Der Kantinenmann besteht auf seiner Anweisung; doch als der alte Mann gegangen ist, beugt er sich zu mir vor und flüstert: „Ich kann nicht wissen, wie die Patienten denken. Manche denken so, andere so.“ Vertrautes DDR-Gefühl: Alle wahren die Fassade, alle spielen mit, weil keiner weiß, wie der andere denkt.

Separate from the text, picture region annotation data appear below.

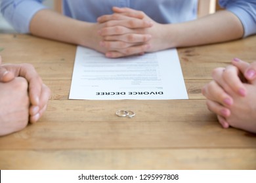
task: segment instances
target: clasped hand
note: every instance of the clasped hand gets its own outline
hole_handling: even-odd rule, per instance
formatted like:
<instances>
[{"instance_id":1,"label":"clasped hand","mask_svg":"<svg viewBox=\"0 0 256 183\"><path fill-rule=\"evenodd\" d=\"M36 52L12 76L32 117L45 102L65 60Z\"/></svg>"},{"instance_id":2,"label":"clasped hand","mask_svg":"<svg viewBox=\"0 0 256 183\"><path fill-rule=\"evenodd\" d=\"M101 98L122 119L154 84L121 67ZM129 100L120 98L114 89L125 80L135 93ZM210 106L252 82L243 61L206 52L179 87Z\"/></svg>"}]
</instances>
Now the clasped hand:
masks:
<instances>
[{"instance_id":1,"label":"clasped hand","mask_svg":"<svg viewBox=\"0 0 256 183\"><path fill-rule=\"evenodd\" d=\"M236 58L232 65L215 69L212 76L202 93L222 126L256 133L256 62Z\"/></svg>"},{"instance_id":2,"label":"clasped hand","mask_svg":"<svg viewBox=\"0 0 256 183\"><path fill-rule=\"evenodd\" d=\"M97 19L101 25L98 32L102 37L99 44L106 49L106 57L140 55L163 49L159 37L161 24L141 11L117 7L114 7L113 11L113 14Z\"/></svg>"}]
</instances>

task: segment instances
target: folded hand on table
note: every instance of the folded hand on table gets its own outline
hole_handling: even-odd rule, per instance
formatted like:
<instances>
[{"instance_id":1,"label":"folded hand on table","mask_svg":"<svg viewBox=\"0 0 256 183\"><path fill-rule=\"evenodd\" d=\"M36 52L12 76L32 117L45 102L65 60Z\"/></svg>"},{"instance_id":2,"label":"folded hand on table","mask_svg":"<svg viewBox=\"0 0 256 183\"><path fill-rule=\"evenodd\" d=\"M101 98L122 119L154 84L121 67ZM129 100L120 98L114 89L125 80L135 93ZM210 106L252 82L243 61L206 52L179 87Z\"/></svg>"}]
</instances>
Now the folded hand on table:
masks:
<instances>
[{"instance_id":1,"label":"folded hand on table","mask_svg":"<svg viewBox=\"0 0 256 183\"><path fill-rule=\"evenodd\" d=\"M28 121L34 123L39 119L47 108L51 91L32 65L0 65L0 84L1 121L14 122L16 118L26 124ZM22 112L15 112L19 110ZM9 114L11 118L5 117L5 114Z\"/></svg>"},{"instance_id":2,"label":"folded hand on table","mask_svg":"<svg viewBox=\"0 0 256 183\"><path fill-rule=\"evenodd\" d=\"M208 108L223 127L256 133L256 62L238 59L213 72L213 80L202 89Z\"/></svg>"},{"instance_id":3,"label":"folded hand on table","mask_svg":"<svg viewBox=\"0 0 256 183\"><path fill-rule=\"evenodd\" d=\"M98 18L102 24L100 44L106 48L106 56L119 58L166 48L166 40L160 24L143 12L129 8L114 7L114 13Z\"/></svg>"}]
</instances>

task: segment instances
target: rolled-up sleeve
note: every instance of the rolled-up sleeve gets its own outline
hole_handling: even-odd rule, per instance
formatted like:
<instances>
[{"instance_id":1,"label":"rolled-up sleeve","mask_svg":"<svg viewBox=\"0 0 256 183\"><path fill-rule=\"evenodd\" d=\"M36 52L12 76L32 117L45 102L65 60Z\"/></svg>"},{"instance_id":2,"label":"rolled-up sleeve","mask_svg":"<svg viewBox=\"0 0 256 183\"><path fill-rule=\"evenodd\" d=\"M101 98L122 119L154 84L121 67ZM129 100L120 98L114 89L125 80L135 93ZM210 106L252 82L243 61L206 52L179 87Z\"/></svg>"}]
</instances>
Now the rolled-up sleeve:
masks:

Ich bin froh, als sich die Reha dem Ende nähert. Mir ist klar, dass ich an dem Flop nicht unschuldig bin: Ich hatte viel zu viele und viel zu hohe Erwartungen mit diesem Aufenthalt verbunden. Wenn ich die schwerkranken Menschen in der Klinik sehe und ihre Leidensgeschichten höre, schäme ich mich, dass ich diese Reha überhaupt beantragt habe. Jenen Kranken kann vielleicht in dieser Klinik geholfen werden; den Bewertungen nach zählt sie durchaus zu den besseren im Lande. Doch ein Routinefall wie ich darf sich nicht wundern, wenn er auch als Routinefall behandelt wird. Vorbei sind die Zeiten, da man eine Reha gewissermaßen aus Luxuxgründen antrat – um sich körperlich und seelisch zu stärken, um eine erholsame Zeit zu erleben, um einen Zustrom an Wissen zu erfahren. Die Reha der Zukunft sieht so aus, wie ich sie in diesen drei Wochen erlebte: zurechtgestutzte Lautlos-Fernseher, kranke Menschen, die mit Armbändern Schlange stehen, und Kontrollanrufe, damit sie auch parieren. Und das hat nichts mit Corona zu tun. Corona verstärkt und verdeutlicht nur die gesellschaftlichen Tendenzen, die ohnehin vorhanden sind – in diesem Fall die Tendenz zur Reglementierung und Kontrolle der Kurpatienten, und die wird sicherlich nicht verschwinden, wenn der Corona-Wahn verschwunden ist. Für mich war dies die letzte Rehakur – zumindest die letzte, die ich gern und freiwillig angetreten habe.